I Bare/renormalised parameters and predictions

[CAF123]

I came across the following statements about renormalisation in the context of Compton scattering $(\gamma q \rightarrow \gamma q$) and its QCD corrections:

1) 'The bare and renormalised couplings are equal at $\mathcal O(\alpha_s^0)$, thus the renormalisation of the strong coupling in a bare coefficient function of order $\alpha_s^j$ only contributes at order $\alpha_s^{j+1}$'

At tree level ($\mathcal O(\alpha_s^0)$) we have no loops so there is nothing to renormalise so I understand the first part of this sentence. But how does the latter part of the sentence come about?

2) 'With tree level considerations alone, there is nothing to predict because we don't really know what the couplings are and could take them at any scale. We have to go to $\mathcal O(\alpha_s)$ to get meaningful predictions out.'

What does 2) mean?

Thanks!

 

[vanhees71]

Where came these strange ideas from? I can't say what's meant by 1) at all. For that I'd need more context. For 2) it's obviously nonsense. At tree level Compton scattering is purely electromagnetic, and you don't need any value for $\alpha_s$ (the strong coupling constant), because it doesn't occur anywhere. Concerning the em. process you have two parameters, the quark mass and $\alpha$ (the electromagnetic coupling), and these have to be determined by experiment as all the fundamental parameters of the standard model. You'll get a value at the energy scale used to fit the measured cross section to the QED expression.

 

[nrqed]

I came across the following statements about renormalisation in the context of Compton scattering $(\gamma q \rightarrow \gamma q$) and its QCD corrections:

1) 'The bare and renormalised couplings are equal at $\mathcal O(\alpha_s^0)$, thus the renormalisation of the strong coupling in a bare coefficient function of order $\alpha_s^j$ only contributes at order $\alpha_s^{j+1}$'

At tree level ($\mathcal O(\alpha_s^0)$) we have no loops so there is nothing to renormalise so I understand the first part of this sentence. But how does the latter part of the sentence come about?

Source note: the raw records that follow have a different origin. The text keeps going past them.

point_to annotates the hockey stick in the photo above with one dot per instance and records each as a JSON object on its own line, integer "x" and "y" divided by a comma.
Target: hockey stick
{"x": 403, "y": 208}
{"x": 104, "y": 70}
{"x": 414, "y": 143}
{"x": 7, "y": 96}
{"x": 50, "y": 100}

2) 'With tree level considerations alone, there is nothing to predict because we don't really know what the couplings are and could take them at any scale. We have to go to $\mathcal O(\alpha_s)$ to get meaningful predictions out.'

What does 2) mean?

Thanks!

I think that here we must keep in mind that they are focusing on pure QCD effects, and what they are more specifically discussing is the RG flow of the QCD parameters, in other words the dependence on $\mu$, the RG scale.

In 1), they mean the following: Let's say you compute a process that contains an explicit factor $\alpha_s^j$ and you are only working at that order in terms of precision. Then you can ignore any RG correction and just use the tree level values of the coupling constant, any correction due to the running of the parameters can be ignored since they will introduce corrections of higher order in the coupling constant.

For 2), what they are saying is rather unfortunately confusing. Of course one can make predictions at tree levels, one simply fixes all the free parameters of the theory with a sufficient number of data and then one can calculate any other process at tree level. I think they were really focusing on the RG flow here and what they meant was simply that on does not see any running of the parameters if one works strictly at tree level. Because of this, one does not need to fix the renormalization scale. I think that by "nothing to predict" they did not mean "no physical prediction can be done using the theory" but rather that "nothing can be said about the choice of the RG scale". In any case, this is my interpretation. Is this from a book? From a review paper?